In 1923 he wrote to the American journal Classical Weekly an open letter, which was duly printed by its editor, the New York classical scholar Charles Knapp (1868-1936):
“… it has been continually thrust upon me as the result of practical work united with observations that those who succeed best in awakening an interest among them [working men and women] or in satisfying the interest when it is awakened, are men and women who have taken the Classical Schools at either of our great universities. …
This being so, it naturally follows that, since high ability is confined to no one class or experience, the children of working men and women who have the ability and desire should have the opportunity to pursue classical learning. This implies that there should be scattered through the community a number of teachers who are able, not merely to impart the beginnings of Latin and Greek, but who are able to perceive and to estimate properly the minds and capacities of their students.
In every community there must be a sufficient proportion of individuals who are able to adopt a larger view of life, and the best instrument for the development of this in our time has undoubtedly been classical education. If a people is given over to organising its education on vocational and occupational lines, it will, in the long run, fail to reap the highest advantages.
Thus it is clear that the Universities and Colleges of the country should on no account fail to develop and sustain an efficient classical department or school.
In conclusion I may say that in addition to my experience among working men and women I have sat upon several Governmental Educational Commissions, including that which reported some three years since on the Teaching of Modern Languages. The testimony of the witnesses before the Commission appeared to be unanimous that, whether for the purpose of high business or for the actual study and teaching of modern languages, that man was best who had had a preliminary classical training.”

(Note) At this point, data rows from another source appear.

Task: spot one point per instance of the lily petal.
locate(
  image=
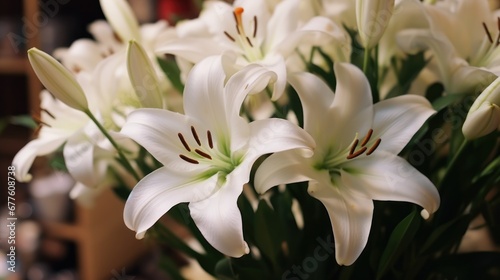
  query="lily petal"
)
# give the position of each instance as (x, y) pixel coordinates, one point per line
(57, 79)
(157, 131)
(283, 168)
(397, 119)
(222, 206)
(387, 177)
(37, 147)
(159, 191)
(143, 76)
(351, 218)
(276, 135)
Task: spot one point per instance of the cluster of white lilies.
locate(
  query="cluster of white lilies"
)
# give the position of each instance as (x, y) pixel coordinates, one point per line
(108, 100)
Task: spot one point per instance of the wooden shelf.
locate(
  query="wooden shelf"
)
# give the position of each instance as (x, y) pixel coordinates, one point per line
(13, 65)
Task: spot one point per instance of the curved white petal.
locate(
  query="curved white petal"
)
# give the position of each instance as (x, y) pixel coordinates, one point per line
(158, 132)
(219, 218)
(190, 50)
(159, 191)
(397, 119)
(316, 99)
(282, 23)
(82, 55)
(143, 76)
(79, 159)
(352, 105)
(283, 168)
(387, 177)
(120, 16)
(319, 31)
(277, 65)
(276, 135)
(482, 121)
(351, 218)
(38, 147)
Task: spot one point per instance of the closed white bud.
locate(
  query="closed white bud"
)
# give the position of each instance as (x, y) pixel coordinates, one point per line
(484, 115)
(57, 79)
(372, 17)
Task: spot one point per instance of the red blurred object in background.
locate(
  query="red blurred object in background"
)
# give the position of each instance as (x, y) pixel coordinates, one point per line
(174, 10)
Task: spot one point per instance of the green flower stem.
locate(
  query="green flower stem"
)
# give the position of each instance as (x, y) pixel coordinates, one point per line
(453, 162)
(124, 160)
(366, 59)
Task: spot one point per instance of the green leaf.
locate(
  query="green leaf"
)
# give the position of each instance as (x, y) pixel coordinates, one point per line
(446, 235)
(398, 241)
(267, 231)
(24, 120)
(224, 270)
(172, 72)
(444, 101)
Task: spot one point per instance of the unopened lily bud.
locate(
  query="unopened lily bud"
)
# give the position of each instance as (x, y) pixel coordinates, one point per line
(372, 17)
(143, 76)
(57, 79)
(120, 16)
(484, 115)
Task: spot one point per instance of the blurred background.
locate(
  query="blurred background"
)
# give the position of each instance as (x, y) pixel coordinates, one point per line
(55, 238)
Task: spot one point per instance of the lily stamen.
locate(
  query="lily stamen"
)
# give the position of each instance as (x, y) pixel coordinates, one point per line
(48, 113)
(374, 147)
(210, 141)
(195, 135)
(183, 141)
(190, 160)
(203, 154)
(229, 36)
(367, 137)
(353, 147)
(254, 26)
(352, 151)
(488, 33)
(356, 154)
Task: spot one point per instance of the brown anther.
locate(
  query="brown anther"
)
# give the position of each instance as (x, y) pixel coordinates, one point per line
(183, 141)
(195, 135)
(229, 36)
(255, 26)
(47, 112)
(374, 147)
(367, 137)
(353, 147)
(210, 142)
(203, 154)
(249, 42)
(487, 33)
(39, 121)
(356, 154)
(190, 160)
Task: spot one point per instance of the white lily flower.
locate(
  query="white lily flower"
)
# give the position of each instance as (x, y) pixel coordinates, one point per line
(484, 114)
(372, 17)
(355, 160)
(143, 76)
(207, 153)
(58, 123)
(257, 37)
(57, 79)
(467, 59)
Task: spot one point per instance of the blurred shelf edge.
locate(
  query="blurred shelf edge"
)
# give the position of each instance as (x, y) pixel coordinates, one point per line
(13, 65)
(103, 242)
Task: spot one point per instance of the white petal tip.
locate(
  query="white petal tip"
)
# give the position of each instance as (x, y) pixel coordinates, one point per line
(425, 214)
(140, 235)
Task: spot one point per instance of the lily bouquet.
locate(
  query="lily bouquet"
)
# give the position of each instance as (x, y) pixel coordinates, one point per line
(294, 139)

What the specific trigger was for Mansbridge to write this letter remains something of a mystery. There was, however, extremely heated discussion in the 1920s about adult education. The classical education appeared to many as a relic of the old world order, and not only to the radical left. In the words of fellow educationalist William Henry Hadow there was: “[a] widespread feeling that the classical culture by itself no longer afforded an adequate preparation for modern life”. The Sciences, Economics, Politics and Modern Languages were deemed to be of at least equal importance to Classics. Such debates had been raging in Britain throughout the 19th century, but educational reform was remarkably slow.
It was for the kinds of ostensibly conservative educational beliefs that Mansbridge displays in this letter that most riled his critics, who saw the (now state-funded) WEA as an extension of the existing instrument of capitalism, ie. conventional higher education. After World War One many workers returned home to no jobs with a keen desire to educate themselves. Plebs League and Central Labour College courses were consequently oversubscribed. In 1921, to meet such demand, the National Council of Labour Colleges (NCLC) was formed, subsuming the Plebs League. With its independent and radical ethos, it stood in ideological opposition to the WEA. The two different (though both unquestionably progressive) approaches to adult education served to intensify debate about what a workers’ curriculum should contain.
Whether or not the study of the Greek and Roman classics were relevant in the new world continued to be hotly contested through the crisis-ridden 1930s, when many of the newly politicised, classically-educated elite–sympathetic to the workers’ struggle for social reform–questioned the efficacy and cultural supremacy of the educational products from which they were born to profit.